In anticipation of the release of The Force Awakens on Dec. 18, Uproxx will be taking a weekly look at some of the real-world destinations that inspired the classic films, as well as sharing tips on how to create a Star Wars travel adventure of your own.
This week, The Star Wars Travel Guide heads to the galaxy’s favorite hive of scum and villainy: Tatooine.
Tatooine: Home To Bantha Milk & Worm Monsters!
Besides the lava planet where a mid-emo, pre-robot Anakin did his best impression of a melted candle in Revenge of the Sith, there is no worse place in the Star Wars universe than Tatooine. Here’s a quick recap of the awfulness:
Endless expanses of sand? Check.
Enormous goddamn worm monsters in said sand? Check.
Cities full of criminals, vaguely Dixieland space jazz, and not so vaguely ethnic stereotypes? Check.
Blue milk? You better goddamn believe they have some blue milk.
But as much as Tatooine sucks in the movies, the real-life destinations that inspired this planet are beautiful, interesting and best of all, not quite so far, far away.
The City of Mos Eisley
This city is like the worst parts of Baghdad and the worst parts of Coachella wrapped in one tight, dusty bundle. But while visiting actual Mos Eisley would be a bummer (because of the murder, and the murder, and the scrotum chinned townies hassling Luke Skywalker), the Qasar Al Sarab Desert Resort in the United Arab Emirates will give you similar architecture and beautiful desert vistas as the space port without a single laser-gun fight [Uproxx legal team does not endorse this statement].
The Qasar Al Sarab also offers (and this is what it’s actually called) a “Precious Ruby Gemstone Facial by Shiffa” in the hotel spa. Not that there’s anything particularly Star Wars-y about a “Precious Ruby Gemstone Facial” — it just sounds like a delightful way to spend the afternoon.

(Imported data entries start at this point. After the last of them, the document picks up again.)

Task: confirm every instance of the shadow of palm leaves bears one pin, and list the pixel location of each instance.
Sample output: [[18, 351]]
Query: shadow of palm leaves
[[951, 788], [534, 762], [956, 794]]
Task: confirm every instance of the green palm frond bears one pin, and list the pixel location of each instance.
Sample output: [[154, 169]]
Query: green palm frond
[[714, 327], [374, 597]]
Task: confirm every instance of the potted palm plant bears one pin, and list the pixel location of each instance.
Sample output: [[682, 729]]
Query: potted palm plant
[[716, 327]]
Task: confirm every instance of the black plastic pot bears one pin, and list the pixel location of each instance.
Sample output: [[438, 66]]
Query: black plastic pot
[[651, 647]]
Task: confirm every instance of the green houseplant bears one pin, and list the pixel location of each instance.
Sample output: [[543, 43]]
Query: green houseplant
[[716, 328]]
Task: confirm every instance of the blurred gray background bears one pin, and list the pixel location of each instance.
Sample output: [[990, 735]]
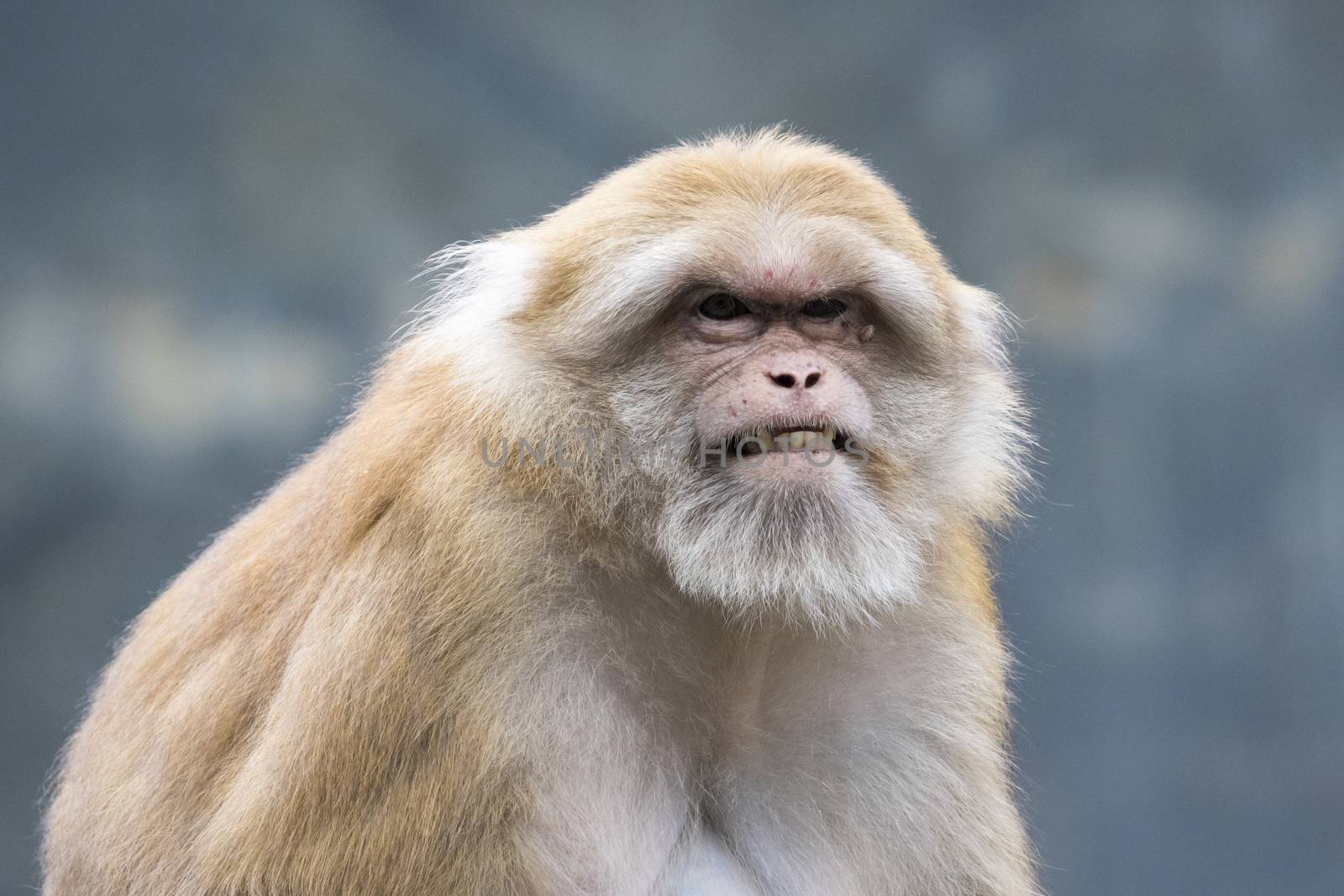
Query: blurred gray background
[[210, 214]]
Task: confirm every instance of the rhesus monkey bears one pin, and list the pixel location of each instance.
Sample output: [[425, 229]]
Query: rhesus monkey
[[721, 667]]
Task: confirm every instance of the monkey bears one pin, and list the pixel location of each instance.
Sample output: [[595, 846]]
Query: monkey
[[752, 651]]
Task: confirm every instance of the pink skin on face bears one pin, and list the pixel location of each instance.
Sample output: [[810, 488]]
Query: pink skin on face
[[777, 369]]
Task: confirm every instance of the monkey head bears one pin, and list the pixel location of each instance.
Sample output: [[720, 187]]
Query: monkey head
[[828, 396]]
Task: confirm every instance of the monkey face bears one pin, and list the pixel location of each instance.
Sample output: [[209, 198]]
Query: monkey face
[[770, 307]]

If you’d like your Tatooine experience to be a slightly more authentic (i.e. with fewer precious-stone-based spa treatments), then why not visit some locations where Star Wars was actually filmed?
Uncle Owen’s Moisture Farm
The filming location for Luke’s childhood home has been converted into a hotel/Star Wars museum. Unlike the movies, this hotel is not a working moisture farm (because even in a universe with space bears, a moisture farm seems silly) and the TripAdvisor reviews range from “a once in a lifetime experience” to “smells like putrid chicken.” Still, this hotel gives you the unique dual experience of staying in an actual Star Wars filming location that’s also a traditional Berber cave dwelling.
Mos Eisley Cantina
To be clear, visiting any bar where a bloody dismemberment only warrants a temporary pause from the house band is a pretty bad idea, but there are still a few travel destinations that evoke the feel of the Mos Eisley cantina without any of the pesky graphic violence and droid discrimination.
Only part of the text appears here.